During the last several years, bath salts have received widespread attention in the news. The use of synthetic drugs has resulted in medical emergencies and deaths among teens that use them.
Synthetic drugs can be particularly dangerous because they are produced and sold without any regulation or monitoring of ingredients. Users cannot be sure what is contained in the substance they purchase, and the effects can be widely varied.
The journal Neuropharmacology recently published findings from a study conducted at the National Institute on Drug Abuse (NIDA) that illustrates the potency of bath salts. The study focused on the attributes of a key component of bath salts called MDPV, which is a chemical that mimics an amphetamine.
Dangers Of Bath Salts
Led by Michael Baumann, Ph.D., of NIDA, the study found that MDPV is extremely potent, and when compared with cocaine, it is 10 times more powerful in resulting locomotor activation, hypertension and tachycardia.
The researchers also determined that the high level of dopamine transmission stimulation may help to explain the unusual behaviors exhibited by those who use high doses of bath salts. Individuals who use them may lack any desire for eating or drinking, experience a high level of physical energy and may not be able to fall asleep. In addition, the individual will experience a strong and unrelenting desire for more of the drug.
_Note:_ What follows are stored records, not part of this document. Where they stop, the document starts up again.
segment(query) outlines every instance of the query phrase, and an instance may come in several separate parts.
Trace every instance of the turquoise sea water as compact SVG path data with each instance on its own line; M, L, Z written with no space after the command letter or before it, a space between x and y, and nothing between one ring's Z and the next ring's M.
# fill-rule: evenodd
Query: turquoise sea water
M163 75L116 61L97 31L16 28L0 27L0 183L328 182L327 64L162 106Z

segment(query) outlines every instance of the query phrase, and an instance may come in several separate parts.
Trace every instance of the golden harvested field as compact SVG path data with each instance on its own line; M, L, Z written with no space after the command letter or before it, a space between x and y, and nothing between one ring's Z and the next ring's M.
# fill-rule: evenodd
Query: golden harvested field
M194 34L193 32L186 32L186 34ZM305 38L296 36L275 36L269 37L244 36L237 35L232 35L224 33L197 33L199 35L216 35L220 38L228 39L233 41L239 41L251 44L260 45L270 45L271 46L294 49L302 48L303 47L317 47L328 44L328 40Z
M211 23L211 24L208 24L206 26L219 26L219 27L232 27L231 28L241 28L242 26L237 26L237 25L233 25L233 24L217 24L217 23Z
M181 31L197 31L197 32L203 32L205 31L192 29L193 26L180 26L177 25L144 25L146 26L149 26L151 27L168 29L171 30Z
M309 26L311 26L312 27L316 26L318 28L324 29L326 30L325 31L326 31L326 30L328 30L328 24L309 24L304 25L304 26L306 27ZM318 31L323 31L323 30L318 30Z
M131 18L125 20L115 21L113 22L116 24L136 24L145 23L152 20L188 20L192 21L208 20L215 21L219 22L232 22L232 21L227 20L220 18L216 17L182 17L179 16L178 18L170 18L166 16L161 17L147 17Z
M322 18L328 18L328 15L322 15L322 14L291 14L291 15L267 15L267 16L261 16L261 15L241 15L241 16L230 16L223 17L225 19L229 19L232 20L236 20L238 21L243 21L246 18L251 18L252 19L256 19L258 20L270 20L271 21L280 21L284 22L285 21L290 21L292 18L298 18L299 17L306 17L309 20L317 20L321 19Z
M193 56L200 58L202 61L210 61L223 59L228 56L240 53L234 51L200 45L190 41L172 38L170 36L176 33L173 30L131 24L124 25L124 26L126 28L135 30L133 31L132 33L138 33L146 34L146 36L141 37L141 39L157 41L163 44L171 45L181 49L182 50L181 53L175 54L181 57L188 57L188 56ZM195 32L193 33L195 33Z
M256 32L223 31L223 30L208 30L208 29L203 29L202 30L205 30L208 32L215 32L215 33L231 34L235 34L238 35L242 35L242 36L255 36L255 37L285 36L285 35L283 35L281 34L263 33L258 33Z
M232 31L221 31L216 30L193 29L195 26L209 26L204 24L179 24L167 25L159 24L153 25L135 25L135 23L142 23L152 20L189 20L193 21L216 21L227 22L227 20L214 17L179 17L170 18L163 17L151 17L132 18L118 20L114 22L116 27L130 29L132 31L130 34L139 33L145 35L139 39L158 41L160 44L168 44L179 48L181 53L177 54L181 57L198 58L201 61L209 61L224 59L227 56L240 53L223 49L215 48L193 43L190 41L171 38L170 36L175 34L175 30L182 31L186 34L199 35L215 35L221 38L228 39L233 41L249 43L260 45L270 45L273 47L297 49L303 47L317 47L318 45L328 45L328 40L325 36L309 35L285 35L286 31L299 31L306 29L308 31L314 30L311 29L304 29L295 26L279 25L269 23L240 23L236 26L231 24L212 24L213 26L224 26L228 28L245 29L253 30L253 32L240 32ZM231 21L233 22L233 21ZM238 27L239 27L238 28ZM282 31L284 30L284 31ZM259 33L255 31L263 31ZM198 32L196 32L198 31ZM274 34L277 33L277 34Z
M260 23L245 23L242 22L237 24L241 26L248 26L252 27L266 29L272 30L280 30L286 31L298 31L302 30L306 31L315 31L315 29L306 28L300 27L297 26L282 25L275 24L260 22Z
The study was initiated based on the increasing popularity of bath salts among teens and young adults. Often sold under catchy names such as Blue Silk or Purple Wave, the synthetic drug can result in serious problems. After the initial increase of bath salts use, NIDA released a message encouraging the avoidance of bath salts. NIDA urged that snorting or ingesting bath salts could result in higher blood pressure, an increased heart rate, paranoia, chest pains, and delusions.
Are Bath Salts More Addictive Than Meth?
In addition to concerns about the potency of the drug, substance abuse experts have also cautioned that bath salts appear to be highly addictive. Researchers at The Scripps Research Institute illustrated the addictive nature of bath salts in a study that compared bath salts with methamphetamine in animal models.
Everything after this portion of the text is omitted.